La Presse Anarchiste

L’art

Ce mot a fait cou­ler des flots d’encre. Les uns en sont par­ti­sans, d’autres point. En tant qu’ex-artiste, je vais essayer à mon tour de trai­ter cette ques­tion et dire pour­quoi je ne peins plus.

La pas­sion du des­sin est appa­rue chez moi vers l’âge de douze ans. Depuis j’ai conti­nué à la suivre presque sans inter­rup­tion, avec ardeur, jus­qu’au jour ou l’ar­tiste chez moi céda une petite place, qui gran­dit peu à peu, à l’observateur.

Exa­mi­nant un jour mes œuvres, que vis-je, dans cet amas de teintes for­mant des arbres, des hommes etc. ? la mort ! Dans ces mélanges de cou­leurs, je ne retrou­vais plus les char­mants et gais pay­sages obser­vés ; où sont donc sur ma toile ces arbres tan­tôt, mus par le vent, tan­tôt immo­biles ? Mais quoi, je n’en­tends plus le bruit de leur feuillage agi­té, ni le chant des oiseaux, se repo­sant sur leurs branches …

Et ce ruis­seau ? mais c’est une mare : il ne coule pas ; je ne per­çois point le mur­mure s’é­le­vant de ses eaux lim­pides ! Je suis peut-être deve­nu sourd et presque aveugle ?

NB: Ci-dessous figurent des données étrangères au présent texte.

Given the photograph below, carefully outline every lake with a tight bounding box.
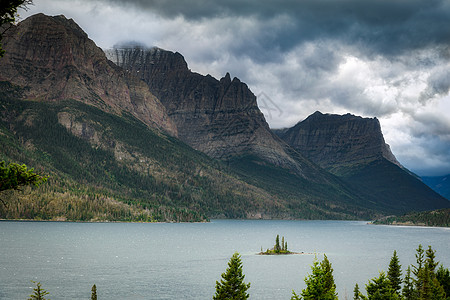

Dans un coin, un labou­reur ; c’est bizarre, l’at­te­lage n’a­vance pas, le che­val semble tirer pour­tant ; il est peut-être arrê­té par un roc ou une force quelconque.

Pen­dant que je médi­tais ces ques­tions, des gens sont venus me faire une visite. C’est bien nature ce tableau, me dirent-ils en aper­ce­vant la toile que j’a­vais sous les yeux. Imbé­ciles ! leur répli­quai-je, avec humeur, peu content d’être déran­gé dans un tel moment, enten­dez-vous chan­ter la cigale et les oiseaux, per­ce­vez-vous mille bruits confus s’é­le­vant de ce coin cham­pêtre, voyez-vous le che­val, le labou­reur, les arbres s’a­gi­ter, non, n’est-ce pas ? Eh bien, cet amas de cou­leurs ne peut imi­ter la nature, par consé­quent la vie, puis­qu’il lui manque tout cela et que tout cela, pour moi, en fait par­tie. Ce que j’aime dans le pay­sage, c’est le mou­ve­ment, c’est le chan­geable et non la mort.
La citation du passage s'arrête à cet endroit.